Rox Does Yoga

Yoga, Wellness, and Life

Weekend session # 1: Friday March 21, 2011

Filed under: teacher training,yoga — R. H. Ward @ 2:11 pm
Tags: , ,

This weekend’s teacher training session was, first of all, pretty fantastic.  I drove home Friday night thinking, Wow, I think I’m really going to love this.  N & J are great and teach really well together.  There are 12 trainees in the program, and I really like all of them so far – and I’m not just saying that because we’re all friending each other on Facebook and they might read this, I genuinely do like them all.  Which isn’t all that big of a surprise when you think about it, because what kind of people are going to choose to drop $2K+ on a yoga teacher training course?  People like me, that’s who, people who like things I like and are passionate about things I’m passionate about.  We’re all different people, of course, at different points in our lives (some of the other students are younger than me, some older; some have little children or grown children or no children at all), but we have a common bond just by virtue of the fact that this was important enough to each of us that we plunked down our money and chose to be in that room.  So, yeah, I do like everybody, and everybody had something interesting to say at some point in the weekend.  N & J made the point that, at first, the two of them will be doing most of the talking as we cover the basics, but later on, the trainees will be doing most of the talking.  I’m happy to hear all of these people talk.

The class itself of course was really interesting.  We spent most of our time in lecture, which surprised me a little (although I’m not sure what I was expecting).  Friday night we did introductions (kind of awkward – I think everyone was about as nervous as I was – but by the end of class on Saturday we were all more comfortable and I think we all know one another’s names now).  Friday’s lecture covered, first and foremost, requirements for graduation, which are as follows:

  1. Attendance at the weekend seminars
  2. Attendance to hatha yoga class at least once per week
  3. Completion of writing assignments on time each month
  4. Ability to teach a yoga class by the end of the program.
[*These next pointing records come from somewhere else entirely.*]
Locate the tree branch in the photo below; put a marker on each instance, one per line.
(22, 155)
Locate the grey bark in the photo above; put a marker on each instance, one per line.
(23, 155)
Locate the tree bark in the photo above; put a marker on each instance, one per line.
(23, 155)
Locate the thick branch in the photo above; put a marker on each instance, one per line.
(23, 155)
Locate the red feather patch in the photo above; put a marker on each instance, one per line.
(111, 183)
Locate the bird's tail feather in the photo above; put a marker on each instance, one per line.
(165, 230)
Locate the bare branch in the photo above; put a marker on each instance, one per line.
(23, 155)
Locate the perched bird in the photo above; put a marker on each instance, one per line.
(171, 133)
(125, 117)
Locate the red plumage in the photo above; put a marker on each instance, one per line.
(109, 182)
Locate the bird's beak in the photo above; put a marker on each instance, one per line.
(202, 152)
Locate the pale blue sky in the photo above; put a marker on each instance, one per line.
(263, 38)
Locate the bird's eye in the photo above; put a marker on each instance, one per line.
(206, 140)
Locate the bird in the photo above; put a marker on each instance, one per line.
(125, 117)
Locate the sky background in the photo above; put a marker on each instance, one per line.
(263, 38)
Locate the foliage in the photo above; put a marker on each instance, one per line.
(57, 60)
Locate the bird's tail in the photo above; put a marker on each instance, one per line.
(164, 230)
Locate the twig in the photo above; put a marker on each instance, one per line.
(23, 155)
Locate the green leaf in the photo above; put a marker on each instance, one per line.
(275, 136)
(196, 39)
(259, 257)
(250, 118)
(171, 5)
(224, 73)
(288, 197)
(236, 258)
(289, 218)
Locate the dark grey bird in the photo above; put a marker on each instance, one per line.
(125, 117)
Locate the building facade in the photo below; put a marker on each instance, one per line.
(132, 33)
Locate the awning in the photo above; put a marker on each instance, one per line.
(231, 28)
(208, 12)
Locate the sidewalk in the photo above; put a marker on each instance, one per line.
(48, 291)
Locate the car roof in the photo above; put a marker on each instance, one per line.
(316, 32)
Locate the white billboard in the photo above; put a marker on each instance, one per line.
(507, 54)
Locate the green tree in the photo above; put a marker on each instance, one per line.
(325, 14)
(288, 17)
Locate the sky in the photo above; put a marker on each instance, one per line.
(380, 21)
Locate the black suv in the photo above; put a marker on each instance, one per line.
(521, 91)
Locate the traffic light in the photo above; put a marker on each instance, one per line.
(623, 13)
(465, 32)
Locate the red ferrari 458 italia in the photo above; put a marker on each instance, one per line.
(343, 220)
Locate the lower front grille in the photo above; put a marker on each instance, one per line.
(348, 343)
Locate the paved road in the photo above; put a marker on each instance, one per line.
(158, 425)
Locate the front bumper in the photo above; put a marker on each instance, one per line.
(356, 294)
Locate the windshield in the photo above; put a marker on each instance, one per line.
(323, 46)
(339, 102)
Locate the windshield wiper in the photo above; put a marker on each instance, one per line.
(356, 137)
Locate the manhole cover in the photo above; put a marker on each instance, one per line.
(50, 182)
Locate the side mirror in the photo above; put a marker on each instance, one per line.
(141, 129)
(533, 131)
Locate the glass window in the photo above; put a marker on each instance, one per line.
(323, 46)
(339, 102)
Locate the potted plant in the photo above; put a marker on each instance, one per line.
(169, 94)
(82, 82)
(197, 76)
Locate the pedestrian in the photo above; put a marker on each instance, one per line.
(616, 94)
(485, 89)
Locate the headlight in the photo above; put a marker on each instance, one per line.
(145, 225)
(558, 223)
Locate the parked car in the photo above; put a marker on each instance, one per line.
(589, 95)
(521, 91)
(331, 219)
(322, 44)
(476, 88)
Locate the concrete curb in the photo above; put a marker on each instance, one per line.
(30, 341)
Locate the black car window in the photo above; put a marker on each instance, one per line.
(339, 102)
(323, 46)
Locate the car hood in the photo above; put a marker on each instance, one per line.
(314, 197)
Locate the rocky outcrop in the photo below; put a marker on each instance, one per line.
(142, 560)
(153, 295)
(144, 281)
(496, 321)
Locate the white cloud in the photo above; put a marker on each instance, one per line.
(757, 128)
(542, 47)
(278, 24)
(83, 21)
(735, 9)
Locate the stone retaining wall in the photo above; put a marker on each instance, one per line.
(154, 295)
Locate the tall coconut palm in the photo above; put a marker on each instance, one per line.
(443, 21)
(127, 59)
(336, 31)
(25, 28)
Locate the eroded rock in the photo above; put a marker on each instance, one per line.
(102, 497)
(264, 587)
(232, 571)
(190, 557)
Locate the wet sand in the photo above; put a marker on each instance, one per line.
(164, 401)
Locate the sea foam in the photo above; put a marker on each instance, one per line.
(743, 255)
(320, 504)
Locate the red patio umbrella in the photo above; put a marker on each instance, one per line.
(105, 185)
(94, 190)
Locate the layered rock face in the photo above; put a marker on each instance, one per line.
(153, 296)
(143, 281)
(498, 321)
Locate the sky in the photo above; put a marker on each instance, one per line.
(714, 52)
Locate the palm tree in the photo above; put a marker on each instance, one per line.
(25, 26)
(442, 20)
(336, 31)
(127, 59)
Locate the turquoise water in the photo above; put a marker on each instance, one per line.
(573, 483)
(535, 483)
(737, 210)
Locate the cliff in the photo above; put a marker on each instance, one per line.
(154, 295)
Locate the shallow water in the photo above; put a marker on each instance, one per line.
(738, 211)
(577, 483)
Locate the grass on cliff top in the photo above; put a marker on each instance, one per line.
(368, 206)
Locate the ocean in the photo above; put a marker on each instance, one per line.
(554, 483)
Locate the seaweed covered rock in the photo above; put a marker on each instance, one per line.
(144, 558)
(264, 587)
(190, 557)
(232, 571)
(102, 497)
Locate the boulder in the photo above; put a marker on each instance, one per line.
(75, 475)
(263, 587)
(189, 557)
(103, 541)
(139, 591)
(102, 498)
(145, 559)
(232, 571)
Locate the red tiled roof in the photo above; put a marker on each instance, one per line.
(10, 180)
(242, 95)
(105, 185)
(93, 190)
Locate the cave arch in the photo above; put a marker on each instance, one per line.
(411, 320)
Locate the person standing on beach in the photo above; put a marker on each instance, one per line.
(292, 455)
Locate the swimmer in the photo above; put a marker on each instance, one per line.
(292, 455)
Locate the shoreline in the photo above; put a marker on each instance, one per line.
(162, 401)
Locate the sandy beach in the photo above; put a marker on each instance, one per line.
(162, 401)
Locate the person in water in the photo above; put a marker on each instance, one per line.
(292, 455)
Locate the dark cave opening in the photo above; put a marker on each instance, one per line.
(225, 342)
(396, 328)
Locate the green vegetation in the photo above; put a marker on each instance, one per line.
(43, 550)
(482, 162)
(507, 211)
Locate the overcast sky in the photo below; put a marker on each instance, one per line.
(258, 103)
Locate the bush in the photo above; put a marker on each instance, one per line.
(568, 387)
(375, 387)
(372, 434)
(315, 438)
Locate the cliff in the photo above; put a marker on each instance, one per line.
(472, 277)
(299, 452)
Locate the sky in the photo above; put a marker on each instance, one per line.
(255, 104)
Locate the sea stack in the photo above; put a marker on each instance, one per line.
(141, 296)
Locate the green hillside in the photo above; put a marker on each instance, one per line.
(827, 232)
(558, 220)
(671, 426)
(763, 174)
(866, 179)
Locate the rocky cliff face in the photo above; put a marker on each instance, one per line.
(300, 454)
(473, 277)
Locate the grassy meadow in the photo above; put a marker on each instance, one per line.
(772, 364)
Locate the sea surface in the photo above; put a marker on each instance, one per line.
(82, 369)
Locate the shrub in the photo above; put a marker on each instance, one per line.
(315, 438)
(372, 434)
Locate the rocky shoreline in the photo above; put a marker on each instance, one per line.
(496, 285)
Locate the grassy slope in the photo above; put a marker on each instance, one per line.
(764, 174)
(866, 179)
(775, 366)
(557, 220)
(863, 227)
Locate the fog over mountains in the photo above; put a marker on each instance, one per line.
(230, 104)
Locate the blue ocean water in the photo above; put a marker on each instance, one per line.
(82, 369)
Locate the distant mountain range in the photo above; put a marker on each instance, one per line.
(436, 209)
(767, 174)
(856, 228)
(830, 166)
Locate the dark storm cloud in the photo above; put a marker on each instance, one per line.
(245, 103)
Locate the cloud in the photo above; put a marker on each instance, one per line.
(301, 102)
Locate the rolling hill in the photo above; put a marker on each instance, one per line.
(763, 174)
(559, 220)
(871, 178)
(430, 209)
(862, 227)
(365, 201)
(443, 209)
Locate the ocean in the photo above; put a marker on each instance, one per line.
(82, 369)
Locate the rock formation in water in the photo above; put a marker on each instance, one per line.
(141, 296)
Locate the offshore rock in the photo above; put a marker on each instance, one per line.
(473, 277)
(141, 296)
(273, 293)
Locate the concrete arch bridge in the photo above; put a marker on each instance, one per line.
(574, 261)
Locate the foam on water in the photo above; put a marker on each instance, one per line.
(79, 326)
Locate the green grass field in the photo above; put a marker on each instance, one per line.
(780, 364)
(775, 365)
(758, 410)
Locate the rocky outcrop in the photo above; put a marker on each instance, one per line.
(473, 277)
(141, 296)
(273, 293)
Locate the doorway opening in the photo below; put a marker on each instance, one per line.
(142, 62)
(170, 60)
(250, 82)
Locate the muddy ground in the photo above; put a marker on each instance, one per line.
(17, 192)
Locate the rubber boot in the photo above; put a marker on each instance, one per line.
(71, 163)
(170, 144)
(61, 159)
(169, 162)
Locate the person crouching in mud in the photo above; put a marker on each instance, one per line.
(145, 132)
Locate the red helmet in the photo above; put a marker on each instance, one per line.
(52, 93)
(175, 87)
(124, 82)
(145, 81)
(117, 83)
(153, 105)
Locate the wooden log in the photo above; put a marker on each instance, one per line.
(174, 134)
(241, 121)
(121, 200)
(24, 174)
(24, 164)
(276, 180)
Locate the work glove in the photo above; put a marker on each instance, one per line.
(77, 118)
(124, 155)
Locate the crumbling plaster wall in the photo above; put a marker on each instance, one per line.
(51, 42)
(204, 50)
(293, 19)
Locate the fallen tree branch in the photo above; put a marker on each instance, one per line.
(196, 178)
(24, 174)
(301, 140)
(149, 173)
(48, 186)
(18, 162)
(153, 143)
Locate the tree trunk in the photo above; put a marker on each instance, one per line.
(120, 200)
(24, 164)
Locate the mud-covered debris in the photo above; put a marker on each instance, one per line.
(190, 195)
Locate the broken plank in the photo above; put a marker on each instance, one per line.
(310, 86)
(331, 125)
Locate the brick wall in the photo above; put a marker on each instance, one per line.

Very reasonable, I think, but N wanted to emphasize that they’ve had a number of students in the past who might’ve made good yoga teachers but who didn’t complete their requirements and therefore didn’t graduate.  Point taken.  Friday’s lecture also covered the basics of our yoga tradition and lineage, and what it means to be a “householder” yogi (i.e., we’re not closeted up in an ashram, we live in the world with homes and families and responsibilities).  Much of this I had heard in some form before (probably in BKS Iyengar’s Light on Life, which I may have to reread after this program is over), but still, informative.  We finished class with a brief yoga practice together, which kicked my butt.  (This will be a common theme, at least for a while, because I’m used to vinyasa-style yoga, where you flow through the poses, and N & J are teaching us to teach classical hatha yoga, which emphasizes holding the poses for much longer, which I’m not at all used to and which results in the aforementioned butt-kicking.)  N asked us to pay attention to our practice and see where we were and what we learned about ourselves through the practice.  I learned that if I practice yoga after 9:00 at night, I fall asleep in sivasana.  Probably not quite what she was going for, but good to know nonetheless.

 

4 Responses to “Weekend session # 1: Friday”

  1. Liz W Says:

    That’s interesting – I always imagine vinyasa yoga would kick my butt, because almost everything in Sivananda is about steady poses, but I guess it goes both ways – the one you aren’t used to is always going to be the harder one.

    • R. H. Ward Says:

      Yes, exactly. Vinyasa kicks my butt too, but in a way I’m used to. Plus flowing through poses and building up a sweat is different from being stationary and, well, sweating there. Feels different on the body.

  2. birdmaddgirl Says:

    I like Forrest classes for the longer holds – OMG core! It’s so much easier to cheat on the core work in a quick flow, I think.